Dean grunted an agreement and moved into the kitchen. It'd been a long time since their last stop, and a beer sounded good. College boys had beer, didn't they?

"Chelle!" Sam's shout made him drop the beer and dash down the hall.

Dean paused in the doorway to Sam's bedroom. Michelle lay spread-eagled on the bed, frozen in place, and even with Sam partly blocking his view, Dean saw the blood that covered the bed.

Anger shot through him. Sudden fear followed at its heels, and Dean forced himself to turn away from his brother, down the hall to the next bedroom. Seth's bedroom.

His shoulders almost sagged with relief when Dean saw the bed was clean - then they tensed when he realized the bed was empty. The memory of what had happened to his mother made him look up to the ceiling. It, too, was empty and clean.

"Seth? Seth!"

Then Dean was back at Sam's bedroom, looking up. That ceiling, too, was empty and clean.

Sam sat beside Michelle's lifeless figure, his head bowed, and angry grief closed Dean's throat. Finally, he forced out, "Sammy -"

A prickling of awareness across the back of his neck was the only warning he had. Dean lunged forward, grabbed Sam, and yanked him off the bed just before flames engulfed it.

Sam fought to get back to Michelle's side, but Dean held tight. "We gotta go, Sam."

"I'm not leaving Chelle... Seth." Only then did Sam appear to remember his son and turn toward the other bedroom. Again, Dean yanked him back, as the flames spread faster than any normal fire ought.

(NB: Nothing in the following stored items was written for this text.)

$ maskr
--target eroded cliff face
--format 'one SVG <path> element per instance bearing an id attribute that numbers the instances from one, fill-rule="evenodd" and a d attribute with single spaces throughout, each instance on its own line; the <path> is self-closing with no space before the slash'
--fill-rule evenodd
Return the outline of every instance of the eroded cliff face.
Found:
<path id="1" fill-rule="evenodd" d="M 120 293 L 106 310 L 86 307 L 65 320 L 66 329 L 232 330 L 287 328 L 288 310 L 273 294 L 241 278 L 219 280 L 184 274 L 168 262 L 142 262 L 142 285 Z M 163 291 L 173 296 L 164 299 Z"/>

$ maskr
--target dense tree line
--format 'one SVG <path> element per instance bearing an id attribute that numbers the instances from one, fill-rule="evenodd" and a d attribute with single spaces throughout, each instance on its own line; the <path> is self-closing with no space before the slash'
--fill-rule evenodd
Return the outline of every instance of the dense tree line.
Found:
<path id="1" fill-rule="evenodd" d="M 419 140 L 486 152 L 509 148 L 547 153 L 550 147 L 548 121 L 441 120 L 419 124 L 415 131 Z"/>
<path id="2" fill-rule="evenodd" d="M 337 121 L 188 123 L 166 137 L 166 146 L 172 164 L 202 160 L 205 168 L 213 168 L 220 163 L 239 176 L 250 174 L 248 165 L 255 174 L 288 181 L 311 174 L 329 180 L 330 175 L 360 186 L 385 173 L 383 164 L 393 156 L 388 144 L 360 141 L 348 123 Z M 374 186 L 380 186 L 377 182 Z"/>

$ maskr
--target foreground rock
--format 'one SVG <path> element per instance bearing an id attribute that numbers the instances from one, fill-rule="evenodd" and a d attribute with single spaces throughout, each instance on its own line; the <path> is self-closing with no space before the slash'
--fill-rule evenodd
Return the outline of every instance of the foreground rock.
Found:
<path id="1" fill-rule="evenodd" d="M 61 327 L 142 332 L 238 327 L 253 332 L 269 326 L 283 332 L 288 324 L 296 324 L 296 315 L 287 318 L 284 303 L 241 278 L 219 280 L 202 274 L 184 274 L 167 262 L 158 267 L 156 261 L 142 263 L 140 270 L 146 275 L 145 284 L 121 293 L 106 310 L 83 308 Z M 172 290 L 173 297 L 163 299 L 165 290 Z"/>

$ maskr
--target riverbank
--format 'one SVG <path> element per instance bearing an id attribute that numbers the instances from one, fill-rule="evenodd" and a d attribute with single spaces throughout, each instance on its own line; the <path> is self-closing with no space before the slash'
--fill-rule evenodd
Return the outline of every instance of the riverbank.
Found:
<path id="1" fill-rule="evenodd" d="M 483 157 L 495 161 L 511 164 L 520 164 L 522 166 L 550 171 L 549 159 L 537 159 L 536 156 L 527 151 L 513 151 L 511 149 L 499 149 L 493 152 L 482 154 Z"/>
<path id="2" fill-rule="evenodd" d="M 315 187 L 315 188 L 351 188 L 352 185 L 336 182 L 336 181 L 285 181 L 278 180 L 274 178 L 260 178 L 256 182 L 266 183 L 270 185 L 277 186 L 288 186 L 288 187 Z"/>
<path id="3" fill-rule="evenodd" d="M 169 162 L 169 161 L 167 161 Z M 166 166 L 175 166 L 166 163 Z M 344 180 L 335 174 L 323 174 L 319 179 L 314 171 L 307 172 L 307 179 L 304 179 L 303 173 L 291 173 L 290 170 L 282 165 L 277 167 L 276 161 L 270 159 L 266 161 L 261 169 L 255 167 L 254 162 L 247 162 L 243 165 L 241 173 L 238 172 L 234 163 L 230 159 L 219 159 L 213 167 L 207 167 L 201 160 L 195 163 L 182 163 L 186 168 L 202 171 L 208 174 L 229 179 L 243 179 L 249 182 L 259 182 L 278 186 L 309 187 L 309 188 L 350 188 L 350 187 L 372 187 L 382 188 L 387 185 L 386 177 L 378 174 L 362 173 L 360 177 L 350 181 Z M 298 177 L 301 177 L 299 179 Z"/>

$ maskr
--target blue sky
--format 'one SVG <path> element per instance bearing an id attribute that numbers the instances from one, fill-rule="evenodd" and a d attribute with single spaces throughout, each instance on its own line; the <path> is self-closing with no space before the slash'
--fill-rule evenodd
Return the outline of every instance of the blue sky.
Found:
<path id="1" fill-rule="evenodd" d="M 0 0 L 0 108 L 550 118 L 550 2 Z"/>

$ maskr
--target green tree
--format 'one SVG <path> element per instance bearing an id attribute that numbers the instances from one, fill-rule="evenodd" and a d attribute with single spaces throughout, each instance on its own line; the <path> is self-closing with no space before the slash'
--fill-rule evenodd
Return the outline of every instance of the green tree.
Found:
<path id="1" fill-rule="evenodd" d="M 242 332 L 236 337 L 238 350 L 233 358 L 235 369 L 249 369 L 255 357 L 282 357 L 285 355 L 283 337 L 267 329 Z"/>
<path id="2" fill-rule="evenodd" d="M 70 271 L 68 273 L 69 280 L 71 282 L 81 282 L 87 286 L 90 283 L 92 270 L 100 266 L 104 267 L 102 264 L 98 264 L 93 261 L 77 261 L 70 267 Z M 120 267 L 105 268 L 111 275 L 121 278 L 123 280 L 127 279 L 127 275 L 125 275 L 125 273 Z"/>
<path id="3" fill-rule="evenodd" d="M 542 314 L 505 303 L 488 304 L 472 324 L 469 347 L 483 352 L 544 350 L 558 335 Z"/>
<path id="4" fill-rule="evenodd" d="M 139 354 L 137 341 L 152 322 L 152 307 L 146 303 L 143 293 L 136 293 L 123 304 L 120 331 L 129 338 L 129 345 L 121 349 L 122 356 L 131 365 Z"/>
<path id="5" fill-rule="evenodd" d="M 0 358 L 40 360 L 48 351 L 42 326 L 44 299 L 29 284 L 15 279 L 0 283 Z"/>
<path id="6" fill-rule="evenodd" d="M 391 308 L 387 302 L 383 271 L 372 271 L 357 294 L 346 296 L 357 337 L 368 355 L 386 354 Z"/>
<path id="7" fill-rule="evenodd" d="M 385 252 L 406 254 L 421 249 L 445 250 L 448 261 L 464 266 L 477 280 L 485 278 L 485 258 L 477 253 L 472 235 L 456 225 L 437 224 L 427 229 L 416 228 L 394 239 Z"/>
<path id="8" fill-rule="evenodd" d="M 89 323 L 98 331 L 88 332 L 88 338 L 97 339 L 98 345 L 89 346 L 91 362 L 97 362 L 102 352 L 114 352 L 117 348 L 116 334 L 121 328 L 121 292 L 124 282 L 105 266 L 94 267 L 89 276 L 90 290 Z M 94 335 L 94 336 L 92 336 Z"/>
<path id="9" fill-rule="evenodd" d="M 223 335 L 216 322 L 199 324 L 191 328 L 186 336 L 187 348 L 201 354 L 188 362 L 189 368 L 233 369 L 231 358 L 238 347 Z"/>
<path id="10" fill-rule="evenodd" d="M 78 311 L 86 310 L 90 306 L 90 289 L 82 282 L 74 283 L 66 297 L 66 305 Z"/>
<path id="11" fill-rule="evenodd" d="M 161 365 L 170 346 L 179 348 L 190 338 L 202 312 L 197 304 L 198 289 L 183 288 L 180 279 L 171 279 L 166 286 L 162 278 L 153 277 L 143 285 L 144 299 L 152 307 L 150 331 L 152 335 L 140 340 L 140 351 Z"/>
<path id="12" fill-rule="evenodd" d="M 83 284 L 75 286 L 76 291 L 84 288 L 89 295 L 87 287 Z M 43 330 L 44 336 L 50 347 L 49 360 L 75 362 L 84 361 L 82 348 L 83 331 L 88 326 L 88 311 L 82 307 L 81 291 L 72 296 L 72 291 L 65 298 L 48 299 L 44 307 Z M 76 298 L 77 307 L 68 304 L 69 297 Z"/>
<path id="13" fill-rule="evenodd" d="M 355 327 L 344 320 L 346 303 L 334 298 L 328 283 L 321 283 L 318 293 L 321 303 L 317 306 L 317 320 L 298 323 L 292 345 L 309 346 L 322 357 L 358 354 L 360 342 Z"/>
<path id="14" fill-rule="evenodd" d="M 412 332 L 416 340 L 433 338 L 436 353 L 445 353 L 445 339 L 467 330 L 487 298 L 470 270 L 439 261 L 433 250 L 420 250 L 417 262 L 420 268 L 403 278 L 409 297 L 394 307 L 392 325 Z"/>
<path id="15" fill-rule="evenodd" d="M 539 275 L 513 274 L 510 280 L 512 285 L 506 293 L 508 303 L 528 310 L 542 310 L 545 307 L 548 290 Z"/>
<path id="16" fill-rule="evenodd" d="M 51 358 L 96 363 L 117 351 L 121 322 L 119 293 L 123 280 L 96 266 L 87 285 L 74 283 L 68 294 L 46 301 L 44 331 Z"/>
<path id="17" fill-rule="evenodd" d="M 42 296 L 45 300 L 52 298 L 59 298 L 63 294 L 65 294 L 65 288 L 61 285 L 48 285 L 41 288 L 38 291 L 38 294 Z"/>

"I checked, Sammy. He's gone."

Sam went limp, all the fight leaving him. Dean wasn't sure that was an improvement over the rage Sam had been channeling, but at least it let him drag his brother out of the apartment.

Though from the expression on Sam's face when they emerged into the cool night air, Dean wasn't sure Sam appreciated the rescue.

-X-

Dean turned away from the fire crew chief he'd been speaking to and scanned the gathered crowd for Sam. He tried not to look at the smoldering ruin that had been Sam's apartment, but the dark hulk loomed in the light of the full moon.

Someone several inches over six feet shouldn't be that hard to spot, but Dean didn't see his brother right away.

"C'mon, Sammy," he muttered, "where are you?"

Then he saw Sam straightening from behind the raised trunk lid of the Impala. Something in the set of Sam's jaw, the lack of all expression on his face, sent a shiver of unease down Dean's spine.

"Aw, crap." The image of just what weapons were in the trunk and the damage they could do not just to spirits and demons but also to human flesh filled his mind, and he jogged toward Sam.

When he reached Sam, Dean saw that his brother was holding a sawed-off shotgun. He held his breath while Sam broke it open to check whether it was loaded. Of course it was. What good was a weapon that wasn't ready when you needed it?

"Talked to the crew chief," Dean said. "He said there was no evidence of any other body. Seth wasn't there, Sam."

"The demon took him."

"Took him? Why?"

Sam gave Dean a dark look. "Why do you think? To warp him, twist him, use him."

Dean had no response. All he could do was meet his brother's gaze without flinching. He'd never admit aloud that doing so in this moment was one of the hardest things he'd ever done.

Sam snapped the sawed-off back to its ready position and tossed it in the trunk. "We've got work to do."